FileNotFoundError: [Errno 2] No such file or directory: 'data/corpora/test/ABCN.test.bea19'

## Summary

Collecting and preparing datasets for training machine translation models is a crucial step in building high-quality translation systems. The process involves sourcing parallel corpora, which consist of sentences or texts in the source language along with their translations in the target language. These corpora can be obtained from various sources such as public repositories, government documents, news articles, or through crowdsourcing.

Once the parallel corpora are acquired, preprocessing steps are applied to clean and normalize the data. This includes tokenization to split sentences into words or subword units, lowercasing, handling special characters, and cleaning the text by removing noise, punctuation, and irrelevant information. Sentence alignment ensures that each sentence in the source language corresponds correctly to its translation in the target language.

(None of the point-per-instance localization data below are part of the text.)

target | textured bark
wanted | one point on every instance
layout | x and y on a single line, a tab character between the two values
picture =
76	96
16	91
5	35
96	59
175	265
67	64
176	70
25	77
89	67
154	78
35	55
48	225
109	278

Furthermore, data augmentation techniques can be employed to increase the dataset size and improve model performance. Techniques like back-translation and sentence length filtering can be applied to augment and filter the dataset, respectively. These preprocessing steps ensure that the data is in a suitable format for training the machine translation models, enabling effective learning of language patterns and translation mappings.